Diantara ilmuwan yang
menyatakan pengertian politik dari sisi kebijakan adalah David
Easton dalam bukunya The
Political System mengungkapkan: ‘Political science is the study
of the making of public policy”. Karl
W. Deutsch (1970:5) dalam bukunya Politics
and Government mengungkapkan: “Politics
is the making of decisionsby public
means”.
Pemaknaan terhadap makna
politik ini, merupakan sebuah perkembangan yang positif. Karena secara tidak
langsung, politik bukan hanya diartikan dari sisi individu atau subjektif
(kepentingan) tetapi juga dari sisi kepentingan umum atau kolektif yaitu
mekansime pengaturan kepentingan itu sendiri. Dalam konteks yang terakhir
itulah, maka politik di maknai sebagai sebuah ilmu yang mempelajari mengenai
kebijakan publik.
Politik sebagai sebuah kebijakan memberikan
penjelasan bahwa :
·
Setiap individu atau kelompok
kepentingan, tidah hanya dihadapkan pada satu kepentingan. Setiap pelaku politik, kerkap dihadapkan pada
berbagai kepentingan. Dimana kepentingan tersebut, bukan hanya sebuah
kepentingan yang mampu saling berdampingan atau saling menunjang, tetapi mungkin bersifat bersebrangan.
·
Pada kondisi yang dihadapkan terhadap lebih dari satu kepentingan, atau
satu alternatif kepentingan, maka si pelaku politik dituntut untuk melakukan
pengambilan keputusan untuk memilihnya. Pilihan politiknya itulah yang kemudian
menjadi kebijakan dirinya dalam merespon realitas politik. Setiap orang
atau sekelompok orang
(kelompok, masyarakat, negara,
dan sebagainya) sering
dihadapkan pada suatu
masalah tertentu yang
memerlukan berbagai
pertimbangan-pertimbangan untuk memecahkan masalah-masalah tersebut.
Penentuan berbagai pertimbangan-pertimbangan untuk
menentukan alternatif yang
terbaik guna mencapai
suatu tujuan atau keadaan yang kita kehendaki tersebut
sebenarnya merupakan proses kebijakan yang sekaligus merupakan bidang politik.
·
Jika dilihat dari sisi pemerintah,
kebijakan itu disebut sebagai sebuah kebijakan publik.

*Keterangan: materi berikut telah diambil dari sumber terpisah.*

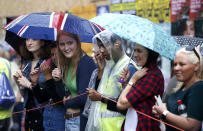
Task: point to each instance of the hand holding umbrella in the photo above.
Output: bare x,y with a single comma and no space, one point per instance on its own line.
125,74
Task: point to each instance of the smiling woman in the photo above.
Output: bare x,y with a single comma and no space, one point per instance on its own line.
75,68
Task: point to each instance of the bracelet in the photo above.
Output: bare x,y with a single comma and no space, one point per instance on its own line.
163,116
102,99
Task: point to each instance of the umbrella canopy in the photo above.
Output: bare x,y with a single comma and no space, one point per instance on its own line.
139,30
186,40
46,25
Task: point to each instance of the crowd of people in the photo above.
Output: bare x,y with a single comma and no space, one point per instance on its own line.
71,91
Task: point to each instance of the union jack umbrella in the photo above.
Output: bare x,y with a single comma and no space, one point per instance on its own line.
46,25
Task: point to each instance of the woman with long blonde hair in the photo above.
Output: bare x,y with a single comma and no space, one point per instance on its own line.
188,70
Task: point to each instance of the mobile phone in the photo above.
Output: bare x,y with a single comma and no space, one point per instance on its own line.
158,100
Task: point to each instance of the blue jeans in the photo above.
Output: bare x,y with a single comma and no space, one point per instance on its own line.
73,124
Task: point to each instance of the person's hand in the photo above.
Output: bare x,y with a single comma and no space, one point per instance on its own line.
158,110
94,95
46,70
56,74
34,75
124,75
23,81
100,61
17,75
138,74
65,99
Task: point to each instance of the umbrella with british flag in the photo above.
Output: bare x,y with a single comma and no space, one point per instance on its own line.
46,25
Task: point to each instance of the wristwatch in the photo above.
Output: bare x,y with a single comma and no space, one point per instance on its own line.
163,116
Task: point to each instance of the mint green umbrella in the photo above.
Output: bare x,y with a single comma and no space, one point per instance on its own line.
139,30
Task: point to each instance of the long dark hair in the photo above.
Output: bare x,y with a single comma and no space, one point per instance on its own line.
152,58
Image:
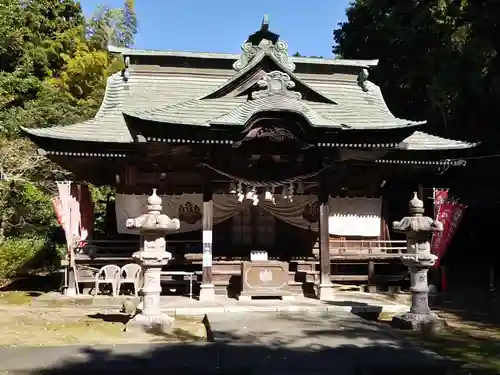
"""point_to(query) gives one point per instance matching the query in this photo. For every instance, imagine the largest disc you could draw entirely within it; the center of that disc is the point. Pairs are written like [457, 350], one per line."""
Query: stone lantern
[418, 258]
[152, 257]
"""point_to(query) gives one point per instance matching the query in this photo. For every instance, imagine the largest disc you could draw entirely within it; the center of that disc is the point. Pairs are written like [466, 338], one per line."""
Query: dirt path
[24, 325]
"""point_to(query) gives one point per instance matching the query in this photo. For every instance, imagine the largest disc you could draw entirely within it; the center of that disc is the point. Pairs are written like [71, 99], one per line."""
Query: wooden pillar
[207, 290]
[325, 289]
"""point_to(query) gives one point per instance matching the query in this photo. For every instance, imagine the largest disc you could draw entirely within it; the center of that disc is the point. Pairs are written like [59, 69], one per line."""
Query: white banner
[186, 207]
[355, 216]
[348, 216]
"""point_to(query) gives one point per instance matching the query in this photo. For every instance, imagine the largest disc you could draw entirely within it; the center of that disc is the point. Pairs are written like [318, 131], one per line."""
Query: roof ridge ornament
[276, 83]
[264, 42]
[363, 81]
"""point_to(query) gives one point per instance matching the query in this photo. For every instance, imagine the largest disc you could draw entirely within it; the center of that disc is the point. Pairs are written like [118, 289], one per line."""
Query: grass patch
[473, 346]
[32, 327]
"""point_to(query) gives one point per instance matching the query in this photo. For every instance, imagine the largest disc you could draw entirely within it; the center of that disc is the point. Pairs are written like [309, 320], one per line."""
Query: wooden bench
[168, 277]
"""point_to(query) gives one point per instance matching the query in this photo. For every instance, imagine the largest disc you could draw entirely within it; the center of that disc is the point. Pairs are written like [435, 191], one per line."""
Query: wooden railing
[363, 247]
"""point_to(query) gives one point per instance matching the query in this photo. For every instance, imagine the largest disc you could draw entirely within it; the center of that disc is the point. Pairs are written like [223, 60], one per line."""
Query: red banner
[57, 205]
[450, 214]
[440, 196]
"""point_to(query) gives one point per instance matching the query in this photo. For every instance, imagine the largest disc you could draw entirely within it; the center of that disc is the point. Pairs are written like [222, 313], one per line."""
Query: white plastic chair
[130, 274]
[110, 275]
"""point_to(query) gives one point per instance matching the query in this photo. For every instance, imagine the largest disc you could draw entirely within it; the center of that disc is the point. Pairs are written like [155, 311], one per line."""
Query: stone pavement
[355, 302]
[246, 343]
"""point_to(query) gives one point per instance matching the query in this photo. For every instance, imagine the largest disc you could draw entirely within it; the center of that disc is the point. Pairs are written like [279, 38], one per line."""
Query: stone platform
[353, 302]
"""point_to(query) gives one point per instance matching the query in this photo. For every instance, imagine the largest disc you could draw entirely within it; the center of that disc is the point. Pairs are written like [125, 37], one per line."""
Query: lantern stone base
[428, 323]
[154, 324]
[207, 292]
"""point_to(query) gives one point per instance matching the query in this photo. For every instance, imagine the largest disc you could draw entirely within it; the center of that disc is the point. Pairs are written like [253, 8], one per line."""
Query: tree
[437, 58]
[113, 26]
[51, 73]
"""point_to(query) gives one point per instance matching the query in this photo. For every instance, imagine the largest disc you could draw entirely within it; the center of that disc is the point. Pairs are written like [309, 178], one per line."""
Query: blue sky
[223, 25]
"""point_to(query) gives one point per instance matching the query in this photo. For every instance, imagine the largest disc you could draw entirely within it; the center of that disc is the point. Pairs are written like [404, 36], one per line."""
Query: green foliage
[18, 254]
[115, 27]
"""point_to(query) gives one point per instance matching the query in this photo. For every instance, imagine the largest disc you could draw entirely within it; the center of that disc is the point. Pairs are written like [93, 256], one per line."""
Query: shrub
[21, 254]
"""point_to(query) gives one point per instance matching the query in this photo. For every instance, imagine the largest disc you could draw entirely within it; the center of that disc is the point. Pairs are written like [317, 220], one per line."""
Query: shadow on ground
[353, 347]
[470, 305]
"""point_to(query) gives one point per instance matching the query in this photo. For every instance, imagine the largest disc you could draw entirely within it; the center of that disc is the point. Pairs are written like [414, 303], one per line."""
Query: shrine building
[261, 155]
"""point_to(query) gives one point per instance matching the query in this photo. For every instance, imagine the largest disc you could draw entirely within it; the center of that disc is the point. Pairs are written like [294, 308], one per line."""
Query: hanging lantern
[255, 200]
[251, 193]
[284, 192]
[300, 187]
[268, 195]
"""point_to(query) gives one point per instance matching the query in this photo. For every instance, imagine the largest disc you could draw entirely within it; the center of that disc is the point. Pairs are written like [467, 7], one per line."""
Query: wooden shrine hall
[283, 171]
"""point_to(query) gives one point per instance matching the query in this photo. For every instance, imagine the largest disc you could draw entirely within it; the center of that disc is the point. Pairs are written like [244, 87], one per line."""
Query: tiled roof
[234, 57]
[170, 95]
[420, 141]
[231, 111]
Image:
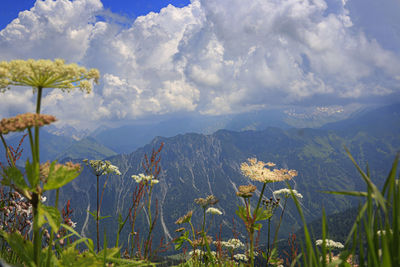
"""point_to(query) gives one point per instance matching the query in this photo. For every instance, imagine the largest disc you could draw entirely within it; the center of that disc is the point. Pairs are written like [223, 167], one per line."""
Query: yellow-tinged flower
[204, 202]
[256, 171]
[46, 73]
[45, 168]
[24, 121]
[246, 191]
[185, 218]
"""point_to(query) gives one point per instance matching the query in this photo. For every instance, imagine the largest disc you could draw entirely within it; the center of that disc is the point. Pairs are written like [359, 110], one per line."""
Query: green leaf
[242, 213]
[257, 226]
[52, 215]
[59, 177]
[180, 240]
[263, 214]
[23, 248]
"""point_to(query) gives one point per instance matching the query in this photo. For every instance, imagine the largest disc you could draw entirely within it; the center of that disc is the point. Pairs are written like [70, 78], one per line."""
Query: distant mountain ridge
[195, 165]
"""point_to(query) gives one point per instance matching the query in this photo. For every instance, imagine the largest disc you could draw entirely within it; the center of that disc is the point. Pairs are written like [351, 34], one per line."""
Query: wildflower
[256, 171]
[46, 74]
[145, 178]
[185, 218]
[246, 191]
[24, 121]
[180, 230]
[329, 243]
[196, 252]
[202, 242]
[213, 211]
[240, 257]
[100, 167]
[286, 193]
[204, 202]
[383, 232]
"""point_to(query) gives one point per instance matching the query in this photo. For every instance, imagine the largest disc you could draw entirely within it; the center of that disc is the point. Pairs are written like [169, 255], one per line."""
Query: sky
[205, 57]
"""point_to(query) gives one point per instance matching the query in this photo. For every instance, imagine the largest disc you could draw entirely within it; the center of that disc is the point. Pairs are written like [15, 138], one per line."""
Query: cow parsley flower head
[255, 170]
[286, 193]
[100, 167]
[145, 179]
[46, 73]
[246, 191]
[232, 243]
[24, 121]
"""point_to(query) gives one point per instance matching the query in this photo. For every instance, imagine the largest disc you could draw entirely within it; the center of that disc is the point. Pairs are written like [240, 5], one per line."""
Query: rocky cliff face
[195, 165]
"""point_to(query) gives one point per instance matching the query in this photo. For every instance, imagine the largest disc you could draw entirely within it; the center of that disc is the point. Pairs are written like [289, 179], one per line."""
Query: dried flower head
[45, 168]
[180, 230]
[45, 73]
[185, 218]
[202, 242]
[241, 257]
[329, 243]
[246, 191]
[205, 202]
[145, 179]
[256, 171]
[231, 244]
[24, 121]
[100, 167]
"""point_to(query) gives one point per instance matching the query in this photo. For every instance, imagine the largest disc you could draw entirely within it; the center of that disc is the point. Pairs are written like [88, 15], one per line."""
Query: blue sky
[206, 57]
[130, 8]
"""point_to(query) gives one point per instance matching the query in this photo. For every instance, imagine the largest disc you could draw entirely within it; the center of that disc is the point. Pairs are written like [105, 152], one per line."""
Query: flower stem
[52, 231]
[97, 215]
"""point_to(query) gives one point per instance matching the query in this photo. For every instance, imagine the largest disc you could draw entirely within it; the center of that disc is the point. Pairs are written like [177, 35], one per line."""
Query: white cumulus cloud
[211, 57]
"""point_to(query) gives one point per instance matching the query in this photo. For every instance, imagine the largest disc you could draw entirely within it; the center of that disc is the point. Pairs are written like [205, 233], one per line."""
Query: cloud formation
[210, 57]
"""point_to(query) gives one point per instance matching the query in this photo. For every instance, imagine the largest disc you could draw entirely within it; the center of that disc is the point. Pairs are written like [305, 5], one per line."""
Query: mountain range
[196, 165]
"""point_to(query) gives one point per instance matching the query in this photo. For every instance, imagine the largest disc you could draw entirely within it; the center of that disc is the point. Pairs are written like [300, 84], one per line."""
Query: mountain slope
[86, 148]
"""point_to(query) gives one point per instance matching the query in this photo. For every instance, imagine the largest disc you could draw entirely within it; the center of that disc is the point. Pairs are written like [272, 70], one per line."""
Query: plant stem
[52, 231]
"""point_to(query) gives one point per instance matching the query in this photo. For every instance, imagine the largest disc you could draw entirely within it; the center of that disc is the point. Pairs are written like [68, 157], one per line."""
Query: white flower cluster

Dan bila dilihat dari
sisi individu, disebut sebagai sebuah sikap
politik.
Ini berarti politik dalam arti kebijakan
berarti suatu penggunaan pertimbangan-pertimbangan tertentu yang
dianggap dapat menjamin
terlaksananya suatu usaha, cita-cita atau keinginan serta
keadaan yang dikehendaki, baik yang
dilakukan seseorang atau sekelompok orang.
Dalam perkembangan selanjutnya
ilmu politik berkembang menjadi
suatu disipin ilmu pengetahuan sebagai bagian
dari ilmu-ilmu sosial.
Ilmu politik di
sini merupakan ilmu
pengetahuan yang mempelajari
negara ( struktur dan lembaganya), kekuasaan, pengambilan keputusan,
kebijakan, pembagian dan
pengalokasian nilai-nilai dalam masyarakat.
Implikasi yang lebih lanjut, dari adanya perbedaan definisi ilmu politik
ini, adalah (a) terjadinya sejumlah pengembangan makna dari politik, dan (b)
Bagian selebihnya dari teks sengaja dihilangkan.